AMÁLIA and the future of European Portuguese LLMs

TL;DR

Portugal announced AMÁLIA, a €5.5 million investment in a large language model focused on European Portuguese. The project is open-source but currently lacks model weights and full data release. It marks a significant step for Portuguese NLP, with ongoing challenges in data and benchmarking.

Portugal’s government announced the launch of AMÁLIA, a €5.5 million project to develop a fully open-source large language model focused on European Portuguese, marking a significant step in language-specific AI research.

AMÁLIA is a collaborative effort involving leading Portuguese universities and research labs, including NOVA, IST, IT, and FCT. It builds upon the EuroLLM project, continuing pre-training with a focus on European Portuguese data, primarily sourced from Arquivo.pt and synthetically generated datasets.

Despite its open-source ambitions, the project has not yet released model weights, training logs, or the full datasets, limiting immediate practical use. The model’s training involved 107 billion tokens, with only about 5.8 billion tokens from Portuguese sources, representing roughly 5.5% of the total training data.

AMÁLIA has demonstrated strong performance on Portuguese benchmarks, outperforming some state-of-the-art models like Qwen 3-8B on most tests, but still lags on specific benchmarks such as ALBA. The project also introduced four new benchmarks tailored for European Portuguese, focusing on grammar, syntax, general knowledge, and bias towards Brazilian Portuguese.

Why It Matters

This development is significant because it represents a dedicated effort to create AI models that understand and generate European Portuguese, a language with limited NLP resources compared to global languages like English or Chinese. It highlights Portugal’s commitment to advancing local AI capabilities and the importance of language-specific models in fostering digital sovereignty and cultural preservation.

However, the limited data and current lack of model weights mean practical applications are still in the future. The project underscores ongoing challenges in data availability, benchmarking, and open resource sharing for smaller languages.

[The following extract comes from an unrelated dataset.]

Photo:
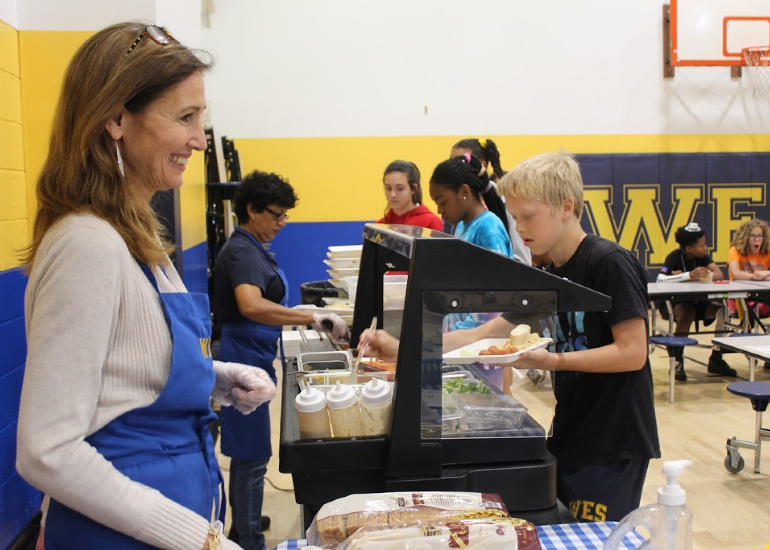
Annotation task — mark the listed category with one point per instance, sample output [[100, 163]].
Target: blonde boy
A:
[[604, 428]]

AI Translator Language Translator Device Spanish & English Practice Companion – Supports 165 Languages，Tu compañero para practicar español e inglés,Travel Essentials traductor de idiomas portatil

Real-Time 165-Language Translation: Instant two-way translation with 0.5s latency
AI Language Tutor & Accent Support: Native pronunciation correction for Mexican Spanish and regional accents
Smart Vocabulary Flashcards: Automatically saves and reviews new words for better learning

View Latest Price

As an affiliate, we earn on qualifying purchases.

Background

Portugal has historically lagged behind in NLP research compared to English-speaking countries, largely due to limited data and resources. The AMÁLIA project follows earlier efforts like EuroLLM and aligns with international trends toward language-specific models, such as Italy’s Minerva. The project reflects a broader push for regional AI development, emphasizing open-source principles despite current limitations in resource sharing.

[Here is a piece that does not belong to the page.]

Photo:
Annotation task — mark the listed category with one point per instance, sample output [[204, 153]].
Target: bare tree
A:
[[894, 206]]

Previous benchmarks and models have often focused on Brazilian Portuguese, which differs significantly from European Portuguese, making specialized models like AMÁLIA crucial for accurate language processing in Portugal.

“AMÁLIA aims to treat European Portuguese as a first-class citizen in AI, leveraging dedicated data and collaborative efforts.”

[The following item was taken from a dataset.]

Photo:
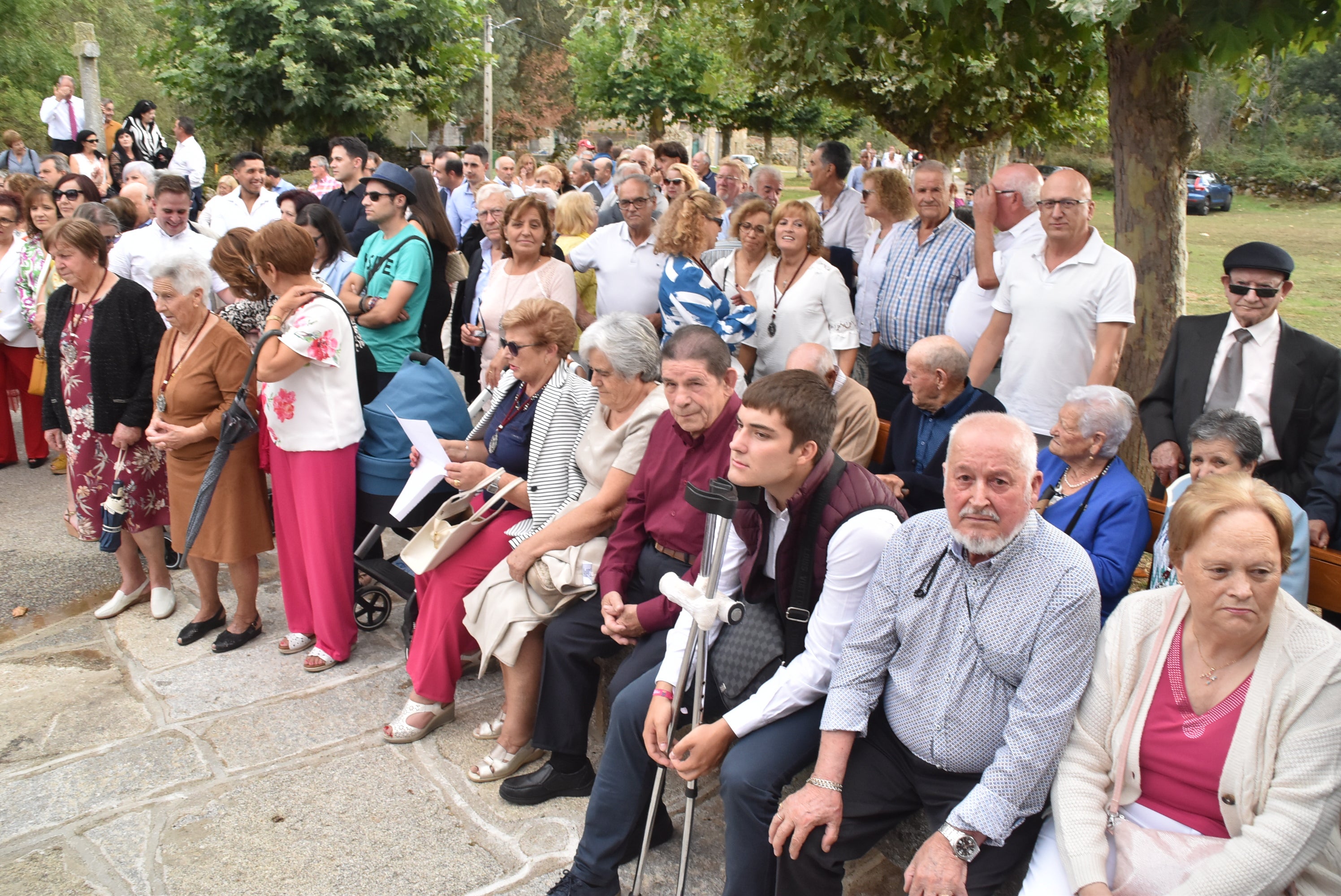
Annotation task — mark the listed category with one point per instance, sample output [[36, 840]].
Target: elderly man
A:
[[1253, 361], [765, 734], [137, 251], [1061, 312], [979, 631], [939, 396], [857, 428], [931, 257], [1010, 204], [766, 181], [658, 533]]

— Portuguese research team lead

“Despite the impressive work, the lack of open model weights and datasets limits immediate usability, raising questions about transparency and progress.”

— Hacker News source

Fado Portugues – Songs from the Soul of Portugal

Includes Melody, Lyrics, and Chords: Melody, lyrics, and chords included
Number of Pages: 144 pages
Instrumentation Details: Features melody, lyrics, and chords

View Latest Price

As an affiliate, we earn on qualifying purchases.

What Remains Unclear

It remains unclear when the full model weights, datasets, and training logs will be publicly released. The impact of the relatively small proportion of Portuguese data in training on model performance is also still under assessment. Additionally, the effectiveness of the benchmarks in capturing Portuguese language nuances needs further validation.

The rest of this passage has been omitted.